Big data in statistics came of age this week. The Shaw Prize is known as the Nobel Prize of Asia. Almost as prestigious, it was founded by Hong Kong film mogul and philanthropist Run Run Shaw in 2003 - Shaw is currently 105 years old and retired last year - is open to everyone, and includes a $1 million award for breakthroughs in science and mathematics. This year one of the three prizes has gone to a statistician: David Donoho, a professor of statistics at Stanford University.
Donoho’s prize is recognition of his work to get a more detailed analysis out of large numerical data sets. Specifically, the citation noted his "profound contributions to modern mathematical statistics and in particular the development of optimal algorithms for statistical estimation in the presence of noise and of efficient techniques for sparse representation and recovery in large data sets."
What that actually means is that he has pioneered ways of extracting information from the huge amounts of data that are generated by all the sensors, image-takers, tweets and commercial transactions of the digital age. Statisticians used to deal with a few hundred, perhaps a few thousand, numbers at a time; now digital data routinely runs into billions of items; finding patterns in them is a whole new enterprise - needles in haystacks are trivial in comparison - but it is an enterprise with huge practical rewards. Whole cities can be run more efficiently - see Significance of August last year, the Big Data special issue, for more. Just for one example, traffic lights can be coordinated with weather forecasts, traffic forecasts, images from traffic cameras, tweets telling how many people are intending to go to a football match or the beach, ticket sales information telling how many are intending to go to a pop concert, and so on – and thus ease the jams. Statisticians used to have to extract as much information as they could from limited data. Now the problem is to find the information that is lurking in incredible quantities of the stuff. Which is what ‘extracting sparse information from large data sets’ means. This is the statistics of the future. And this is where Donoho has been a pioneer.
- Tony Chan, president of the Hong Kong University of Science and Technology
Imagine if you could go into an MRI machine, which usually takes about 30 minutes, and be there for a tenth of that time, but get the same result. That's what his algorithms help do.
“He is one of the most well-known and influential mathematical statisticians alive today," said Tony Chan, president of the Hong Kong University of Science and Technology.
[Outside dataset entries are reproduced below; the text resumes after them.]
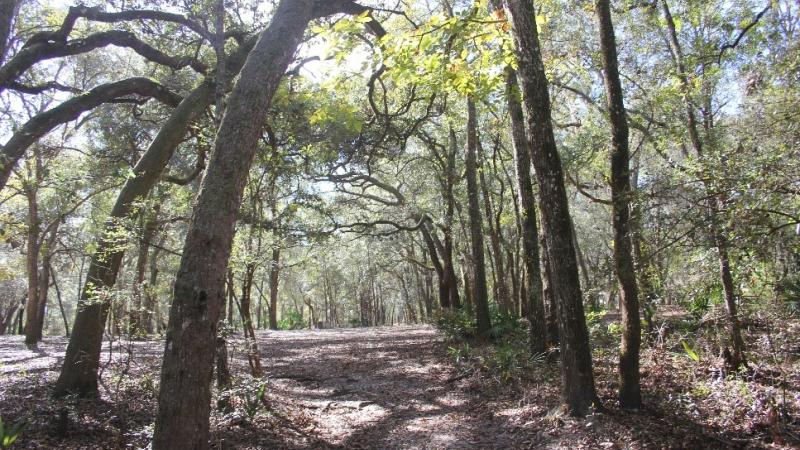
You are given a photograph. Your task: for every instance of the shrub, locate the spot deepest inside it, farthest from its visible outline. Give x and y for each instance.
(293, 321)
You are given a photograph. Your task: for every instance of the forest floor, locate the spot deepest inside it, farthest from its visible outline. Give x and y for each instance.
(403, 387)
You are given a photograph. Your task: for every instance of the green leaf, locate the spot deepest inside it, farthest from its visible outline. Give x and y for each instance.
(690, 352)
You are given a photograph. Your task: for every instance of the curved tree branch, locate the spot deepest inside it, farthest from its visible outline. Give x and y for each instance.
(41, 51)
(70, 110)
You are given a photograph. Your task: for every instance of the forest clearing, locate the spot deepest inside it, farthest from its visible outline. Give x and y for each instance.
(400, 388)
(399, 224)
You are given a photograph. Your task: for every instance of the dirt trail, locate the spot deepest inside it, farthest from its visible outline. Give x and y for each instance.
(378, 388)
(367, 388)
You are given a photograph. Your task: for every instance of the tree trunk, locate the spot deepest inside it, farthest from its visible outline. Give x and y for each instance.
(274, 280)
(480, 294)
(629, 388)
(79, 370)
(8, 11)
(444, 292)
(447, 255)
(253, 358)
(32, 337)
(503, 299)
(577, 381)
(527, 201)
(149, 227)
(182, 421)
(60, 302)
(716, 206)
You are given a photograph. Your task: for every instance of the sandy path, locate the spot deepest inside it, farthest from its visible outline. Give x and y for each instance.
(376, 388)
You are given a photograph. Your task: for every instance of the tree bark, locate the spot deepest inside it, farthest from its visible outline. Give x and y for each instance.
(480, 294)
(149, 228)
(527, 202)
(70, 110)
(503, 299)
(577, 381)
(31, 187)
(716, 206)
(629, 388)
(274, 280)
(182, 421)
(8, 11)
(79, 372)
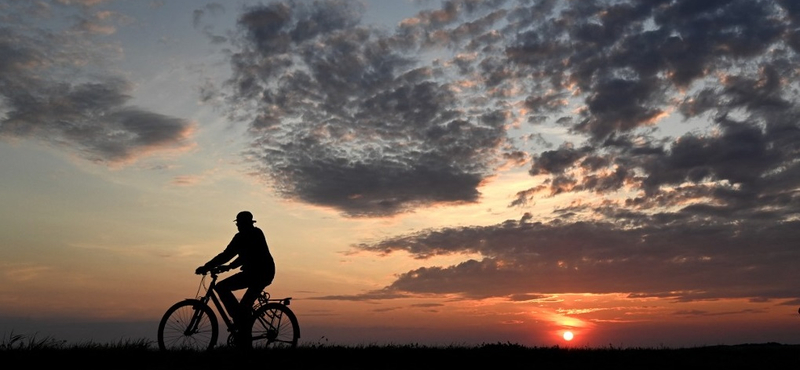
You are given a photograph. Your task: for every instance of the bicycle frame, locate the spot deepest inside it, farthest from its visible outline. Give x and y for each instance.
(273, 323)
(212, 296)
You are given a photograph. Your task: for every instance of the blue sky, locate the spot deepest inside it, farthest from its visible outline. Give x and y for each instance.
(422, 170)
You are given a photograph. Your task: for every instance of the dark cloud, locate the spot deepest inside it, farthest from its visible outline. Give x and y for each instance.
(673, 260)
(709, 213)
(49, 92)
(348, 116)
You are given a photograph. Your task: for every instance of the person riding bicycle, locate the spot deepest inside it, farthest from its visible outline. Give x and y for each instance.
(257, 268)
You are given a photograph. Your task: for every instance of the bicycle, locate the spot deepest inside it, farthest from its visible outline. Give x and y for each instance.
(192, 325)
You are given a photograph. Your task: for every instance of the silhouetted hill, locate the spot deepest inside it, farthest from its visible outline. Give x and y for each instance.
(142, 356)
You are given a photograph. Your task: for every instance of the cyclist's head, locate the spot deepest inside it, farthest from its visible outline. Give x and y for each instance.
(244, 218)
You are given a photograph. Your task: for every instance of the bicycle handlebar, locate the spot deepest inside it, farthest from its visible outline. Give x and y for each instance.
(217, 270)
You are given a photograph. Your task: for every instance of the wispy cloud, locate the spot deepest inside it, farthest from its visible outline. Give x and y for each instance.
(55, 87)
(377, 122)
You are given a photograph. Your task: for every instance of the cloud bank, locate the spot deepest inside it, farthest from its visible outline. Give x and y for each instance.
(56, 86)
(377, 122)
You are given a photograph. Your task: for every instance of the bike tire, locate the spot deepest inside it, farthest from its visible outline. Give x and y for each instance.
(274, 326)
(173, 330)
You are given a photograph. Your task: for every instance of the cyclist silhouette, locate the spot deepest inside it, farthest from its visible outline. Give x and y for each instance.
(257, 268)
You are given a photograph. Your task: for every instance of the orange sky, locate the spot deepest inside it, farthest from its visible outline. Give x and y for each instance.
(453, 172)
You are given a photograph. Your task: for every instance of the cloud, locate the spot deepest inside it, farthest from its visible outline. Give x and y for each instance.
(351, 117)
(51, 91)
(709, 213)
(685, 260)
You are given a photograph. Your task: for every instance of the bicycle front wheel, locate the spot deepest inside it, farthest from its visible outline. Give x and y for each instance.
(188, 325)
(275, 326)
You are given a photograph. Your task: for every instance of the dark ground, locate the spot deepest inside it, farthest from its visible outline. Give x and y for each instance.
(491, 356)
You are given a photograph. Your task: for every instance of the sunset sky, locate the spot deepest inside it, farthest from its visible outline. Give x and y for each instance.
(429, 172)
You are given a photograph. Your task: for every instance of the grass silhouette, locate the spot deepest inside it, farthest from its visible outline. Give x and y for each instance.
(144, 355)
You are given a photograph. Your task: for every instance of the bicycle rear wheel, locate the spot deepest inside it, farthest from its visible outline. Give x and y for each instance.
(275, 326)
(188, 325)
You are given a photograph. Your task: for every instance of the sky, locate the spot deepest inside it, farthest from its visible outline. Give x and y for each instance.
(426, 172)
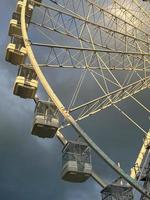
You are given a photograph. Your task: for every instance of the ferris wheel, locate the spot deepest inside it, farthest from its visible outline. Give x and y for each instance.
(101, 48)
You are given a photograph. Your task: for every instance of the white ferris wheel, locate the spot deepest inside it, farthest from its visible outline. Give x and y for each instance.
(89, 56)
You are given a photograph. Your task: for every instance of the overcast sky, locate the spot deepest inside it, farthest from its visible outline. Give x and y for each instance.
(30, 168)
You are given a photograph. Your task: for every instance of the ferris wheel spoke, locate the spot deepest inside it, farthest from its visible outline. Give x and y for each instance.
(115, 97)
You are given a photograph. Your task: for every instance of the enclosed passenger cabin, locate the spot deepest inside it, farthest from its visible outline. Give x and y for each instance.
(38, 1)
(15, 28)
(46, 121)
(26, 83)
(118, 190)
(15, 55)
(29, 8)
(17, 16)
(76, 160)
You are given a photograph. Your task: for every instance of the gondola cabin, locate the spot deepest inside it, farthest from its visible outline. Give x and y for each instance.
(29, 8)
(15, 28)
(46, 121)
(15, 55)
(38, 1)
(26, 83)
(76, 162)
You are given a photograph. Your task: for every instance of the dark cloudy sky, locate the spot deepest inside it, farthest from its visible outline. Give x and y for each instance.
(30, 168)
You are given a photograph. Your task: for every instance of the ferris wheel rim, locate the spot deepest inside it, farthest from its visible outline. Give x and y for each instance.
(61, 108)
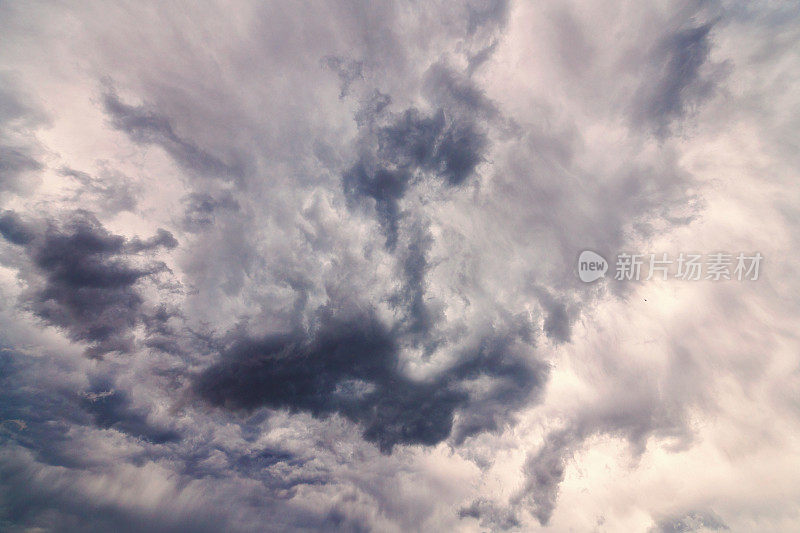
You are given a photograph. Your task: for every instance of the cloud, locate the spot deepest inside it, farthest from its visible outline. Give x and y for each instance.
(351, 367)
(145, 125)
(89, 287)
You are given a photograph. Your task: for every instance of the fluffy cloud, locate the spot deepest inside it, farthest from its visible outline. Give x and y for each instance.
(275, 268)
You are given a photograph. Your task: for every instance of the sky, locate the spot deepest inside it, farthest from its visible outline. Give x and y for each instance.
(303, 266)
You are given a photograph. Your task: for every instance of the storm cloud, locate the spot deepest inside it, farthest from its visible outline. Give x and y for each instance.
(271, 267)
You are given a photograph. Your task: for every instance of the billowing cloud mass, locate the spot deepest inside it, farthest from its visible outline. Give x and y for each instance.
(283, 267)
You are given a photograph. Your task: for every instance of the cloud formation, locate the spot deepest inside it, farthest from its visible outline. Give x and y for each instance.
(273, 268)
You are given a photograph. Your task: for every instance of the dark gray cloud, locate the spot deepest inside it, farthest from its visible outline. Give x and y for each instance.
(689, 522)
(89, 284)
(201, 209)
(680, 76)
(351, 367)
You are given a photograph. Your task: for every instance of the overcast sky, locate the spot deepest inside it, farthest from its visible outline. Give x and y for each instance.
(314, 266)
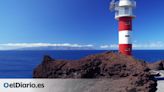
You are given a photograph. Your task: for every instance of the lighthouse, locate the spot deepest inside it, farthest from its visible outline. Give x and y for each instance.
(124, 14)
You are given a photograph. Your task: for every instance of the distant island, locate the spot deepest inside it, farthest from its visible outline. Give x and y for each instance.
(56, 48)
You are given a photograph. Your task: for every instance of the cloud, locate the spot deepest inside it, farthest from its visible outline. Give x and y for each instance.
(112, 46)
(136, 45)
(26, 45)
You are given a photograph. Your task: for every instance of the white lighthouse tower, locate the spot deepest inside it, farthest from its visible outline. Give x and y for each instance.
(124, 14)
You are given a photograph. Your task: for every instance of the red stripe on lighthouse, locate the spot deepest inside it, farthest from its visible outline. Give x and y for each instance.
(125, 49)
(125, 26)
(125, 23)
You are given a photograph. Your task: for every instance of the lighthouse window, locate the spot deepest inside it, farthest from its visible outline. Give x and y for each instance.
(127, 35)
(126, 10)
(128, 22)
(127, 49)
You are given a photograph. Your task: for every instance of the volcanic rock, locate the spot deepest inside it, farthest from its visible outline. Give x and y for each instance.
(126, 74)
(157, 65)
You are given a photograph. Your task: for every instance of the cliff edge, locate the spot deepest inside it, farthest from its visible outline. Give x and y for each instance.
(126, 73)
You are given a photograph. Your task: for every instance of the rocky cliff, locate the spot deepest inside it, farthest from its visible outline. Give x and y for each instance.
(126, 73)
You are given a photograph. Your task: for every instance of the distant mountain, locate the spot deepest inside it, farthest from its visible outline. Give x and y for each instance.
(56, 48)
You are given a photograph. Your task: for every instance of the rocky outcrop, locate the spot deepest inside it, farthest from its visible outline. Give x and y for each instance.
(126, 73)
(157, 65)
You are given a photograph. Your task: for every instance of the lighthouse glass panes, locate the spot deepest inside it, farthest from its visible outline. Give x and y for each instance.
(124, 11)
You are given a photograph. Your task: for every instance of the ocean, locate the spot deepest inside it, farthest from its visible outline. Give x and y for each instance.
(20, 64)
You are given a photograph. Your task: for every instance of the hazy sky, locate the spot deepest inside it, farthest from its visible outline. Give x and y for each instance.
(77, 22)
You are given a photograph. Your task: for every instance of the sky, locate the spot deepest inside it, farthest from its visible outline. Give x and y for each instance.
(77, 23)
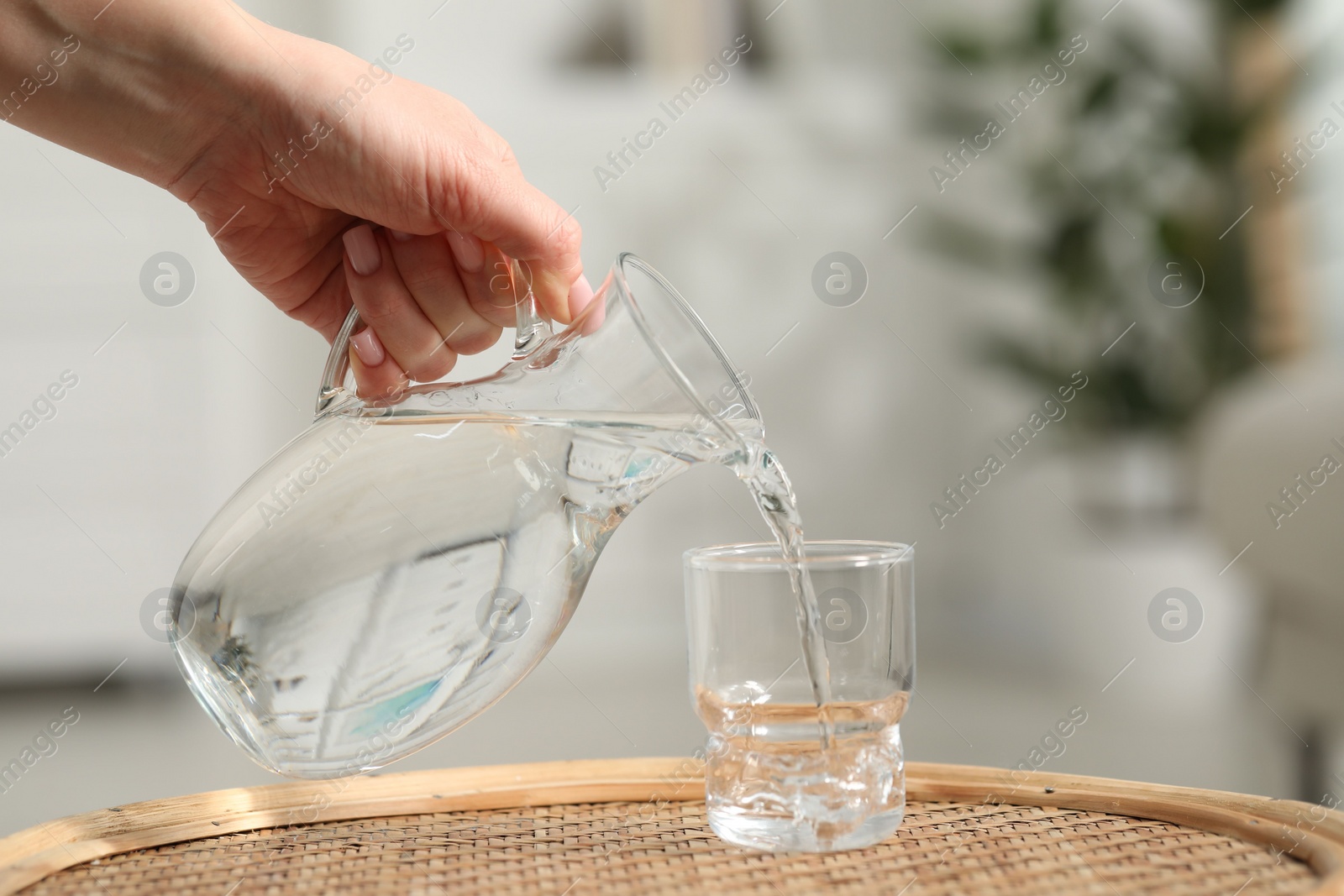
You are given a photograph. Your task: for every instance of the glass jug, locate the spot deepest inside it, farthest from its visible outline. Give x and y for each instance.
(403, 563)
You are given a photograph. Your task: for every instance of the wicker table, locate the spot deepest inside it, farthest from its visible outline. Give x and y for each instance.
(638, 826)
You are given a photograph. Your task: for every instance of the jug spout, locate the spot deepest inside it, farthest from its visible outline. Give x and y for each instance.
(405, 562)
(638, 352)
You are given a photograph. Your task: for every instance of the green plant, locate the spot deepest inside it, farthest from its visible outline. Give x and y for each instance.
(1135, 160)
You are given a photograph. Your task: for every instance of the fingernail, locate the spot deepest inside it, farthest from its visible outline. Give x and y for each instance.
(362, 250)
(467, 250)
(369, 347)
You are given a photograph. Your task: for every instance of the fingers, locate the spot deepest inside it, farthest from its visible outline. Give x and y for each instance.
(376, 375)
(524, 223)
(407, 336)
(429, 270)
(486, 278)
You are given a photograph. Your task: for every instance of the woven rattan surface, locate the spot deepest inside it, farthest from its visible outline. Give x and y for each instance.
(632, 848)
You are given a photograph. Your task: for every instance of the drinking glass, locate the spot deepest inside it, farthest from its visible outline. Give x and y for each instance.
(769, 782)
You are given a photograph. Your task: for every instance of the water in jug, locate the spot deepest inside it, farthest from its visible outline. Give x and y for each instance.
(405, 562)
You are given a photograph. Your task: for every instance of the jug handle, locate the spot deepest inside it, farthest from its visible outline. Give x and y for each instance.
(531, 331)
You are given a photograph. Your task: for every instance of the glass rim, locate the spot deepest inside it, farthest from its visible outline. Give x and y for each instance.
(618, 269)
(765, 555)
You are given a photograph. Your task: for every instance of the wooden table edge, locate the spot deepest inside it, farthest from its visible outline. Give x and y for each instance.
(1303, 831)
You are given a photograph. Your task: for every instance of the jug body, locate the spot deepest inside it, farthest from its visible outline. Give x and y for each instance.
(402, 564)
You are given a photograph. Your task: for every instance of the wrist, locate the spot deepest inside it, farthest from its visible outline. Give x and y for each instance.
(143, 85)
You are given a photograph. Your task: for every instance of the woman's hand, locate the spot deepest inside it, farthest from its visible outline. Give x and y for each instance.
(324, 179)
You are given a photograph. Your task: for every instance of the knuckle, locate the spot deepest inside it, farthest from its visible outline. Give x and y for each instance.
(434, 364)
(477, 342)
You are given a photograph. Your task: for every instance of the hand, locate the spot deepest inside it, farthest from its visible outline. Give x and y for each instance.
(432, 282)
(323, 179)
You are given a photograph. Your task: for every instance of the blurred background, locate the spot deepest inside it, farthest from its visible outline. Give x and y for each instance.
(1136, 201)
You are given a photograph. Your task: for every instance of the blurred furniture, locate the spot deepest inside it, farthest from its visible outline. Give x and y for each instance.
(638, 826)
(1263, 445)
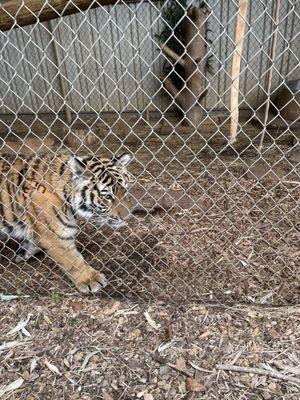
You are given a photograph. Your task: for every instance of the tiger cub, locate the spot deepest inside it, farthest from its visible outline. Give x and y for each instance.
(43, 196)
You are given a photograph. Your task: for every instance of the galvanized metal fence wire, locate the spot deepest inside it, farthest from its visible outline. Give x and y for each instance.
(210, 221)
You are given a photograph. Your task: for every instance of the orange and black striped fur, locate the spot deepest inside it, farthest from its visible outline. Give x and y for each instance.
(43, 196)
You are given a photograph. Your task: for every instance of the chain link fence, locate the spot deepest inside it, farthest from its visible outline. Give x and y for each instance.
(211, 221)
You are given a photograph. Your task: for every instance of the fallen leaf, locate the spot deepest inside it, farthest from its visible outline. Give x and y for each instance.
(21, 326)
(148, 396)
(12, 386)
(33, 365)
(180, 363)
(8, 345)
(52, 368)
(168, 334)
(192, 385)
(106, 395)
(205, 334)
(26, 375)
(272, 386)
(47, 319)
(150, 321)
(87, 359)
(8, 297)
(110, 310)
(182, 387)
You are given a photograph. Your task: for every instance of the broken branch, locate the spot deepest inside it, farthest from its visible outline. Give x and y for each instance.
(258, 371)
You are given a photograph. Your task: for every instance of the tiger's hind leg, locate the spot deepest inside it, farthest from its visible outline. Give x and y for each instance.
(26, 251)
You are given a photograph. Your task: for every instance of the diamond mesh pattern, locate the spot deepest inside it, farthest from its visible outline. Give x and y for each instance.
(210, 221)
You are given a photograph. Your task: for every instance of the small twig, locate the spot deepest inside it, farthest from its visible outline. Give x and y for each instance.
(258, 371)
(161, 360)
(169, 52)
(292, 182)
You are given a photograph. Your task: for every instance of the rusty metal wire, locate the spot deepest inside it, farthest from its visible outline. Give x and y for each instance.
(210, 221)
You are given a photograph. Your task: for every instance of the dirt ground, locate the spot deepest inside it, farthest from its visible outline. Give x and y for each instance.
(86, 349)
(229, 232)
(206, 272)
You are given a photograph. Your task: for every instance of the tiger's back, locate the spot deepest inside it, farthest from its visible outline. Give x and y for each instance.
(43, 196)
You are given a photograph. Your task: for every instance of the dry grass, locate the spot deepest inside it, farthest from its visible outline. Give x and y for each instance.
(228, 236)
(241, 245)
(104, 349)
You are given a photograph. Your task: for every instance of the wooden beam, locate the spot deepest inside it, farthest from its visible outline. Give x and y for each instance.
(15, 13)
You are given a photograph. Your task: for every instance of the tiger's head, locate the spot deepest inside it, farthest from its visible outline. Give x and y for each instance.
(99, 189)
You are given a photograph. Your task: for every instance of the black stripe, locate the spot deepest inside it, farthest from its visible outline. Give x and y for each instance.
(66, 224)
(62, 168)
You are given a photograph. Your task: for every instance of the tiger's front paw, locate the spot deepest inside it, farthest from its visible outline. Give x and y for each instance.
(90, 281)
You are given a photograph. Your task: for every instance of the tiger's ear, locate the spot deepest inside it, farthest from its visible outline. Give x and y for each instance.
(79, 167)
(124, 159)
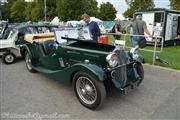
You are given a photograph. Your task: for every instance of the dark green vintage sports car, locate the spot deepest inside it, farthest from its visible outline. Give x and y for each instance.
(91, 68)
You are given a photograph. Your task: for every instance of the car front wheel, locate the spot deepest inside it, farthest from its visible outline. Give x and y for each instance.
(29, 63)
(90, 92)
(140, 72)
(8, 58)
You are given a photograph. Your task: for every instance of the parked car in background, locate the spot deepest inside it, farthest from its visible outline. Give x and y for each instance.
(91, 68)
(12, 37)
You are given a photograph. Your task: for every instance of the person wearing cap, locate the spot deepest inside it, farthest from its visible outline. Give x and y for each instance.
(93, 28)
(117, 29)
(139, 28)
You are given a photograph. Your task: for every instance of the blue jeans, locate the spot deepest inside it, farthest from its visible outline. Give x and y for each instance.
(134, 41)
A prime objective of Dr. Donoho's research is to apply mathematical and statistical tools to solve real-life problems. One area where his work has had huge beneficial effects is in medical imaging. "Imagine if you could go into an MRI machine, which usually takes about 30 minutes, and be there for a tenth of that time, but get the same result. That's what his algorithms help do." Chan described the process as akin to taking a low-resolution image on a digital camera – which itself contains millions of bits of information - and being able to reconstruct all the extra missing information to create a higher-resolution image.
Similarly, modern global communication often involves voice signals having to go through several networks as they are transmitted; they acquire interference as they go. Donoho uses statistics to develop algorithms that recover or reconstruct the original signal as much as is possible.
The internet age is turning into the age of Big Data. Learning to handle it will be one of the key areas of progress, and it will need a whole new kind of statistics. David Donoho is one of the pioneers.